Student ID: 19-2-02489 Date: 21 February 2021

Assignment 5: Nervous Tissue


1. Discuss nerve tissue development
In vertebrates, the first sign of the nervous system is the appearance of a thin
strip of cells along the center of the
back, called the neural plate. The
inner portion of the neural plate
(along the midline) is destined to
become the central nervous system
(CNS), the outer portion the
peripheral nervous system (PNS). As
development proceeds, a fold called
the neural groove appears along the
midline. This fold deepens and then
closes up at the top. At this point the
future CNS appears as a cylindrical
structure called the neural tube,
whereas the future PNS appears as
two strips of tissue called the neural
crest, running lengthwise above the
neural tube. The sequence of stages
from neural plate to neural tube and
neural crest is known as Neurulation.

2. State the functions of the following neuronal structure:


 Cell body: Cell body, also known as a soma, is the neuron's core.
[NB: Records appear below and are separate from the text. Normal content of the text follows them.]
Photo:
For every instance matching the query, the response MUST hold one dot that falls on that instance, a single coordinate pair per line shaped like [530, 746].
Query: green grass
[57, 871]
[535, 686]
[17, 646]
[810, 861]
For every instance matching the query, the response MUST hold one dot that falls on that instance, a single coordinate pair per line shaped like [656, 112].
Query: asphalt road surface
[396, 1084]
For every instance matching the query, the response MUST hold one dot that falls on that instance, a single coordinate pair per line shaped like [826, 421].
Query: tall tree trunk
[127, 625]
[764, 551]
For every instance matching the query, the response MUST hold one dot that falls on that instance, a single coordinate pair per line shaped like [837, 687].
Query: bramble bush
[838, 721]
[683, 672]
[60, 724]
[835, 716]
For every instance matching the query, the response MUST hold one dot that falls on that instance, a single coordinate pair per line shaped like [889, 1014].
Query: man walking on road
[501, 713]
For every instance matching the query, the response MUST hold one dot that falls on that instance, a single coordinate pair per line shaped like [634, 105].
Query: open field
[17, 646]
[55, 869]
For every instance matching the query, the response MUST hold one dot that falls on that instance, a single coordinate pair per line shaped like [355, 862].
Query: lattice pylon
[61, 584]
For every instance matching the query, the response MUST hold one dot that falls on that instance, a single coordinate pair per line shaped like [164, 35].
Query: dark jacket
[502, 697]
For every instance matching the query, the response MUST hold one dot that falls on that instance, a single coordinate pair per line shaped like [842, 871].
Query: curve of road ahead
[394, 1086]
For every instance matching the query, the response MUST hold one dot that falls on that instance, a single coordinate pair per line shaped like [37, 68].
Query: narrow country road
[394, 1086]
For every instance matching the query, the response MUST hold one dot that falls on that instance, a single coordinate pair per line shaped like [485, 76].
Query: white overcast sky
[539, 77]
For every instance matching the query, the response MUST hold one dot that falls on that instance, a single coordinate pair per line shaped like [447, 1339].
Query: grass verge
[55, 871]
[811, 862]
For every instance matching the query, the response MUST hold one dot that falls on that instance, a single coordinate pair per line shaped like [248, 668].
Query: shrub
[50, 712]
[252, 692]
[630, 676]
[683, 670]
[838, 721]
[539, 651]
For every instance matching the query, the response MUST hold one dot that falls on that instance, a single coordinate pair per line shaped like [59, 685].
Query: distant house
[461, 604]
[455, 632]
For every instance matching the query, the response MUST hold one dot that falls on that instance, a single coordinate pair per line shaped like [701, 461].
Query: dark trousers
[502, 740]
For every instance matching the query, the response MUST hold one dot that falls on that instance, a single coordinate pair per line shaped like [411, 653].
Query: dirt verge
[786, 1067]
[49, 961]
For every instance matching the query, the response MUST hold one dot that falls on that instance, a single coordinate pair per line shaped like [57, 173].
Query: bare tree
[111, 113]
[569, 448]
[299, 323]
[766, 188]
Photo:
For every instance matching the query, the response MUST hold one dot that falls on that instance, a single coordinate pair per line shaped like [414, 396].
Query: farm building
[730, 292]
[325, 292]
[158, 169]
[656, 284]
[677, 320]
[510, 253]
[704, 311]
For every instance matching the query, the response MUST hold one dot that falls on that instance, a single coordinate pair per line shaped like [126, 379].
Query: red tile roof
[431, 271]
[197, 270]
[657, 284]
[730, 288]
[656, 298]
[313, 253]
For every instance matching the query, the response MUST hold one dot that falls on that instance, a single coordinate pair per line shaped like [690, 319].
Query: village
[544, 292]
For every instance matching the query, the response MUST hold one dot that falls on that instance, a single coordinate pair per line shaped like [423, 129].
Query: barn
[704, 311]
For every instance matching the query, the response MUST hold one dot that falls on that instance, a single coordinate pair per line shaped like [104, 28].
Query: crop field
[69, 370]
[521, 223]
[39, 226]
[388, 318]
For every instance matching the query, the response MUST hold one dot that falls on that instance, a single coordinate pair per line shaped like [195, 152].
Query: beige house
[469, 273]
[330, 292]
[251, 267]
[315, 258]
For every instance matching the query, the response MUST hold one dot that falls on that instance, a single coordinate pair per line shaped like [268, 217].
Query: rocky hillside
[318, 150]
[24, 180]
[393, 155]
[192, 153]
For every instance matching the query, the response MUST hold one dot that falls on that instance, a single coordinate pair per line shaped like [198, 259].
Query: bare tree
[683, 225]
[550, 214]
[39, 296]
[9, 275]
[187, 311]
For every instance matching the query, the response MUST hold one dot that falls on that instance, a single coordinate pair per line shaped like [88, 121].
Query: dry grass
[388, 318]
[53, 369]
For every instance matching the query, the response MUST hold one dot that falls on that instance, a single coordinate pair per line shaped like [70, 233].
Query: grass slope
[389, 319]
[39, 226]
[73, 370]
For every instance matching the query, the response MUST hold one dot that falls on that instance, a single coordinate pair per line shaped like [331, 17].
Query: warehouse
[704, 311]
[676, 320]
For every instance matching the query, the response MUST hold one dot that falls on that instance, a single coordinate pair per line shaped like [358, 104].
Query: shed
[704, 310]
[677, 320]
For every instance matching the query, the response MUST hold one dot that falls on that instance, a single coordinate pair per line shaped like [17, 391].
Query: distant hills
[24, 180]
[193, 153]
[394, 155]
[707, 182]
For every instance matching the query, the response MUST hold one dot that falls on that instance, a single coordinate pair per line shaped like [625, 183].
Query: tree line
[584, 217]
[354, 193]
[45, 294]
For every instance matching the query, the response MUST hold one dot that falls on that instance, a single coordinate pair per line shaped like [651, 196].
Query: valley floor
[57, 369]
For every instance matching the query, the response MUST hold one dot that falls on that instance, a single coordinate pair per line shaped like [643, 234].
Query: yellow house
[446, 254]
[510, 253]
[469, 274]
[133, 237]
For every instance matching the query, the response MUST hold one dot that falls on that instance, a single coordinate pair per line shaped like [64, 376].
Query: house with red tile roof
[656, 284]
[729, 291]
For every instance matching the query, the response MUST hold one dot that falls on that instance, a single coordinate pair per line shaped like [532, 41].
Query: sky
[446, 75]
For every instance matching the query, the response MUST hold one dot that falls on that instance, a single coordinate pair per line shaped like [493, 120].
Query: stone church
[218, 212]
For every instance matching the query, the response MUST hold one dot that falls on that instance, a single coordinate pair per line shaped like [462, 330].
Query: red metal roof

The cell
body carries genetic information, maintains the neuron's structure, and
provides energy to drive activities. A neuron's soma contains a nucleus and
specialized organelles.
 Axons: An axon is a long, tail-like structure which joins the cell body at a
specialized junction called the axon hillocks which are rich in ion channels
involved in generating actions or nerve impulses. Many axons are insulated
with a fatty substance called myelin. Myelin helps axons to conduct an
electrical signal. Neurons generally have one main axon.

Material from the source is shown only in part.